Given the system:
$$ \left\{ \begin{array}{} \dot x=-x^3y^2 \\ \dot y = -2x^2y^3 \end{array} \right. $$
I need to find the equilibrium points and to determine whether the system is stable around them. I'v found $(0,0)$ to be a stable equilibrium point, using the Lyapunov function $V(x)=x^2+y^2$.
The rest of the equilibrium points are $(x_0,0), (0,y_0) \; , \; x_0,y_0 \in \Bbb R$. I'm having trouble with determining wether they are stable or not.

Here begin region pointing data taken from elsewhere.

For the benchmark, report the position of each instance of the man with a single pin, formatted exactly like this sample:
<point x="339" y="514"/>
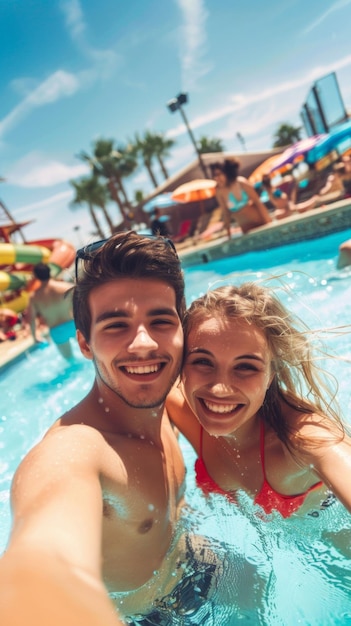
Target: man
<point x="102" y="493"/>
<point x="51" y="303"/>
<point x="158" y="225"/>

Linearization is not useful in this case, and I couldn't find any Lyapunov function.
Here's a hint:
Your system is $$ \frac{d}{dt} \begin{pmatrix} x \\ y \end{pmatrix} = x^2 y^2 \begin{pmatrix} -x \\ -2y \end{pmatrix} , $$ which only differs from the linear system $$ \frac{d}{dt} \begin{pmatrix} x \\ y \end{pmatrix} = \begin{pmatrix} -x \\ -2y \end{pmatrix} $$ by the nonnegative factor $x^2 y^2$.
This means that except for the $x$ and $y$ axes (where $x^2 y^2=0$), the trajectories for your system will be the same as for the linear system, up to a reparametrization of time.
Using this, you should be able to see what happens if you perturb an equilibrium $(x_0,0)$ or $(0,y_0)$ a little (so that you move off the axis).